Health Journalism Glossary

Blinding (or masking)

  • Medical Studies

Blinding, also called masking, refers to concealing from participants and/or study teams who are and are not receiving an intervention or placebo in a clinical trial.

Deeper dive
When researchers conduct clinical trials that randomize participants, they have to contend with the possibility that participants will have psychosomatic responses to their treatments, such as expecting that they will get better — and subsequently feeling better — if they know they are receiving a medication that is intended to treat a condition they have. Similarly, the person administering a treatment might convey through body language, verbal language or some other way, even inadvertently, that a participant is receiving the real medication as opposed to the placebo. If participants know who is receiving the actual, pharmacologically active medication and who is receiving the placebo, it could bias the results based on what is known about the placebo effect and nocebo effect and other types of biases.

Therefore, when possible, researchers employ blinding during trials so that participants and/or those administering a medication or treatment do not know which is the real treatment and which is the placebo or control treatment. Those administering the treatments may also be blinded from knowing which participants have a condition and which don’t if the control group is individuals who do not have a condition.

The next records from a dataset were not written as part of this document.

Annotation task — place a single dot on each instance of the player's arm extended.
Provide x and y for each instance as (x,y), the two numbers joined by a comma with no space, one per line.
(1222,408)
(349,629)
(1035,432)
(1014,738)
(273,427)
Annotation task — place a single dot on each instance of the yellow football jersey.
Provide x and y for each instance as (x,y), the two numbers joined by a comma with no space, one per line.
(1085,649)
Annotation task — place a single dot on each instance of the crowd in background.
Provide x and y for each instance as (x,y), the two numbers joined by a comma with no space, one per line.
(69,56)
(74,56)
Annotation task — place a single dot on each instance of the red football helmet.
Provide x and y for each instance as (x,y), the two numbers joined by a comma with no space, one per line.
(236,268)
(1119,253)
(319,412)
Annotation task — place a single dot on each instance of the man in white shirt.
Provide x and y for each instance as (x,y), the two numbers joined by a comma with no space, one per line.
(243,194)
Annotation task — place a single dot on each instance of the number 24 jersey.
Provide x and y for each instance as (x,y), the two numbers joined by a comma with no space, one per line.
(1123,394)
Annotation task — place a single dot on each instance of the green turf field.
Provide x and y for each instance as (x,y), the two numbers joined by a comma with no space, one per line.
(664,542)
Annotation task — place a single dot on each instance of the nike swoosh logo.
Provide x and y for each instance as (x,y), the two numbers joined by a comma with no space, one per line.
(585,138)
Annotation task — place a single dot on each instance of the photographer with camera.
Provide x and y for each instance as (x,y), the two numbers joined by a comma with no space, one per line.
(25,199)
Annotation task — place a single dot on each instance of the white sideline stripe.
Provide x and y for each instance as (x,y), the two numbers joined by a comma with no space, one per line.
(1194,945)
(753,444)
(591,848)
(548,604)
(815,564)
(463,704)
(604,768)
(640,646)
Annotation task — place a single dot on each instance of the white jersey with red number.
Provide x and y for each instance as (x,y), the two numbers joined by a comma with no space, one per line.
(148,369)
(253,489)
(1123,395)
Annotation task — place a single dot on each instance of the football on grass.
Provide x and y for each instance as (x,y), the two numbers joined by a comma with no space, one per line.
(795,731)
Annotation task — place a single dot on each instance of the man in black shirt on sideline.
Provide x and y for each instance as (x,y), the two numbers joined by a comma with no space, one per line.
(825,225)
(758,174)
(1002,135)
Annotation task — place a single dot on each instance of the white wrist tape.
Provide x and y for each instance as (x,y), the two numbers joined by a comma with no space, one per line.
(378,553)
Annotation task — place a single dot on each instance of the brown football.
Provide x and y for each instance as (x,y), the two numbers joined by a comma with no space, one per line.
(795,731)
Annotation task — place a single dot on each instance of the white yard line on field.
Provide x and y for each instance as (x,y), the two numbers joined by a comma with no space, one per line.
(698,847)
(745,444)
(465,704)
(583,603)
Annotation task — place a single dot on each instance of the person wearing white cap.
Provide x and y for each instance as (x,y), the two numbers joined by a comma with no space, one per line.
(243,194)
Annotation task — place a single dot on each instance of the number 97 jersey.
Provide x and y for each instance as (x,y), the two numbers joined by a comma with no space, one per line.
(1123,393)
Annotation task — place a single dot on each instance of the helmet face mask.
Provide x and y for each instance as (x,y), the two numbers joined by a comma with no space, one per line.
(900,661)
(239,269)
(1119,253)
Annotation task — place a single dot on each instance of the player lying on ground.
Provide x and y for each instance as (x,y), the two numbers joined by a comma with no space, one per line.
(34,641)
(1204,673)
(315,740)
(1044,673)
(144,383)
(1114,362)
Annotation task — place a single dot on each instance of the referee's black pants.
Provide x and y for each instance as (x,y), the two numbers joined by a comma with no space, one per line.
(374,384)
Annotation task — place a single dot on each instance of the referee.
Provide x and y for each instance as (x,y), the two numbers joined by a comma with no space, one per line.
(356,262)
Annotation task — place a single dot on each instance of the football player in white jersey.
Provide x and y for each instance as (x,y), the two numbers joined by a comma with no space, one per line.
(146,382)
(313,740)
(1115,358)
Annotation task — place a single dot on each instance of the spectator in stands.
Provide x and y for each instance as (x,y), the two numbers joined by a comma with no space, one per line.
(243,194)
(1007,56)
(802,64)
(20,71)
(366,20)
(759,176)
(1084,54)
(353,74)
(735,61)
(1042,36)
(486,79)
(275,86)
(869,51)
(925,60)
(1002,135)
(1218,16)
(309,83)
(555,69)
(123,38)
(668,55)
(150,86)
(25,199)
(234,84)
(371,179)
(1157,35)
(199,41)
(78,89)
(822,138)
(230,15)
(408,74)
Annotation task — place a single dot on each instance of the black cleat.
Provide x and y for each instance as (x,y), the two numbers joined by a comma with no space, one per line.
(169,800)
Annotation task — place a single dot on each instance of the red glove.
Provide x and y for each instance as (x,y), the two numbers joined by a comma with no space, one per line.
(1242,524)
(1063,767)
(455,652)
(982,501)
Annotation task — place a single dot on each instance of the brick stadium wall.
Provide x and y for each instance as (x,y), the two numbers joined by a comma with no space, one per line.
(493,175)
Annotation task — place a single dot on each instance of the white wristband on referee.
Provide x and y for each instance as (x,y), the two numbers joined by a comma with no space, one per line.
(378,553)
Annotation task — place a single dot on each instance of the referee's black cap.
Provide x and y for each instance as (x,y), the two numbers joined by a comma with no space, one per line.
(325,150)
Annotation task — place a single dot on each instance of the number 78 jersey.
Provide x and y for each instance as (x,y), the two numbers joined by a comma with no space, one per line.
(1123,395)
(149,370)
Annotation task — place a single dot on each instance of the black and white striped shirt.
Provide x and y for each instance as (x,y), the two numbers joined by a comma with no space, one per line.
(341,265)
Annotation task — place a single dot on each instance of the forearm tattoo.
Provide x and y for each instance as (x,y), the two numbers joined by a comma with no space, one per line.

During a single-blind trial, only the participants (or, more rarely, only the researchers/administrators of a medication/treatment) do not know who is in the control group and who is in the experimental group. With double blinding (double masking), both the participants and the researchers are prevented from knowing who is in the control group and who is in the experimental group. (Note: Sometimes “triple blinding” is used if the participants, the researchers and the person administering a treatment do not know who is in the control versus experimental groups, but this same scenario is often covered under double blinding as well.)

Blinding can also refer to removing results or a time period from an analysis if leaving them in could bias the analysis of the data. For example, if a long-term study involving women looks at side effects that could result from use of birth control, and some women in the study become pregnant, their period of gestation may be “blinded” in the analysis since any of the outcomes studied that occur during that time would likely be caused by the pregnancy or some other factor and not from the birth control.

In some single-blind procedures, patients are not receiving a placebo but instead a “sham treatment” that resembles a non-pharmacological intervention being tested. In acupuncture, for example, a sham procedure would involve inserting needles into the control participants but at different body locations than what traditional acupuncture would call for.